This is my final year thesis work based on the use of a decision tree algorithm for accurate user classification ( users here are clients to cloud service providers).
Team members include @Lucky94 and @jiya-singh
Cloud has moved beyond the promise of cost savings. As a result, we need to consider the perspective of cloud service providers and not just what the end user or client needs.
When a cloud service provider recieves similar resuource requests from multiple clients, on what basis will resource scheduling take place?
How will the service provider decide which user deserves to be allocated those requested resources?
The cloud service provider must accurately classify his client database into priority classes where in each client is classified based on the efficiency of use of previosuly allocated resources. For eg.
User A has 120Gb RAM, and 1Tb Memory allocated.
User B has 150Gb RAM, and 1Tb Memory allocated.
User A has used 500Gb memory and performs computation that consume 20% CPU load.
User B has used 800Gb memory and performs computation that consumes 85% CPU load.
Under such circumstances, if User A and B, both make requests for additional 100Gb memory, User B will be granted the request first, and User A may be granted later, or never (as per administrato review). This is done because User A has not yet used all resources and allocating additional resources to User A will be wasteful.
This classification example is a very simple problem where easy parameters were observed with marginable difference in the user resource usages. To deal with more real time scenarios, a classification algorithm needs to be developed to classify these users.
Our proposed solution uses the C4.5 decision tree algorithm to classify users with CPU usage mean percentage and Memory usage mean percentage as parameters of classification.
This project is divided into three stages namely, IaaS, SaaS and User Reputation System.
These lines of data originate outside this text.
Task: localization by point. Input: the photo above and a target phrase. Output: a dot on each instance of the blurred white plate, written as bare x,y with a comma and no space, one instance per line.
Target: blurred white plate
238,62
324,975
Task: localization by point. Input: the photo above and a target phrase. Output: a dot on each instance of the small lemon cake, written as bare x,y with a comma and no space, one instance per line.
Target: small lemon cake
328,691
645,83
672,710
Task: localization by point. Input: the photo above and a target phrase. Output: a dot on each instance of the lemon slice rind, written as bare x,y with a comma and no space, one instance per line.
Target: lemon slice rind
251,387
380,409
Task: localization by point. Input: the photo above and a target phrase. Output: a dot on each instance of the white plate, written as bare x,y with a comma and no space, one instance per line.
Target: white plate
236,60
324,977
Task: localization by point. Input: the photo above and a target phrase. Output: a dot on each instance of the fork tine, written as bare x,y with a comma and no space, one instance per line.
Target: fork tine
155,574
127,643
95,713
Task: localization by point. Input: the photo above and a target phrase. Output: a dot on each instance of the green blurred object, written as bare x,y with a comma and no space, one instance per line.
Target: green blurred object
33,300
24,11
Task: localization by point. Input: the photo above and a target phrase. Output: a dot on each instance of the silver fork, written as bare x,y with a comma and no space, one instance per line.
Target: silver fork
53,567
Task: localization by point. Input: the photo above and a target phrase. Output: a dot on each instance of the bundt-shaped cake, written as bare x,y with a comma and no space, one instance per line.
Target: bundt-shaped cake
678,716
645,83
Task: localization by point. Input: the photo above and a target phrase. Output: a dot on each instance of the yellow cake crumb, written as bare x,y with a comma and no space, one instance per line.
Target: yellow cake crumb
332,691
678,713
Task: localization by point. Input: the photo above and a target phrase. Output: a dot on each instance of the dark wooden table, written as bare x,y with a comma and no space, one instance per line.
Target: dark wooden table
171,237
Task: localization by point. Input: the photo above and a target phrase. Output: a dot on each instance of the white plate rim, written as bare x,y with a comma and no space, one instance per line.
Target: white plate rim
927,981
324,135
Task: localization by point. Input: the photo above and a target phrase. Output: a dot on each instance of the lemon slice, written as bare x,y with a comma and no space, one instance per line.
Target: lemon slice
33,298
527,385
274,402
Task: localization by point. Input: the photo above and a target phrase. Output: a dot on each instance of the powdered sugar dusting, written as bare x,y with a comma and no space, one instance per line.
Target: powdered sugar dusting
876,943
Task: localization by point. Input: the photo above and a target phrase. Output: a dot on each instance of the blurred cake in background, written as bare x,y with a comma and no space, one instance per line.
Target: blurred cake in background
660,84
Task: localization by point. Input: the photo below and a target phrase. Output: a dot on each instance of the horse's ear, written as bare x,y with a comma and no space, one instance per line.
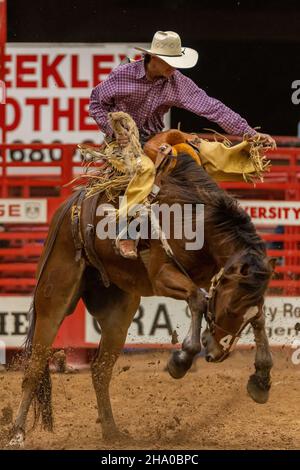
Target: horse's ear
244,269
272,263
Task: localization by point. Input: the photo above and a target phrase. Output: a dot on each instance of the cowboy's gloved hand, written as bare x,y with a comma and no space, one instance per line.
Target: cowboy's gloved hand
165,149
122,140
139,166
267,138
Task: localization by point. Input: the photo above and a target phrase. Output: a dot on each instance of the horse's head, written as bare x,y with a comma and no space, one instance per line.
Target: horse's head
235,298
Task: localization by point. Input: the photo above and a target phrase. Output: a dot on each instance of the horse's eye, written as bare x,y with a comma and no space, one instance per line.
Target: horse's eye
230,313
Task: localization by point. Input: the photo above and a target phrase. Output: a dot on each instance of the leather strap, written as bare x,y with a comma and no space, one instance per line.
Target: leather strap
88,236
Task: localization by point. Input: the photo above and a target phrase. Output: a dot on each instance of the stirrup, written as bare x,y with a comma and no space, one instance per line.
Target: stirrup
130,255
The initial function is to implement the Infrastructutre as a Service functionality. It is followed by developing a software to serve the Software as a Service functionality. Finally, the infrastructure created is used along with the software to develop a user reputation system.
Cloud model used was based on the esXi server in vCloud (using Vmware). Deployment of 60 Virtual Machines of Ubuntu and Mac Os were done and used as clients to the cloud model. Details of the same can be found in the "IaaS" repository.
A basic web application was developed to serve the purpose of load generation. Client portal allowed clients to run two kinds of stress funtions, infinite loop and launch and closing of various applications like firefox, logisim, sublimetext, xcode(in Mac Os), etc. Details of the same can be found in the "SaaS" repository.
C4.5 decision tree algorithm was used to train the model on collected client data. The training code generated a ruleset against which testing data was tested for its accuracy. Further a simple java code was written to correctly classify the incorrect classifications to improve the training model set. Details of the same can be found in the "User Reputation System" repository.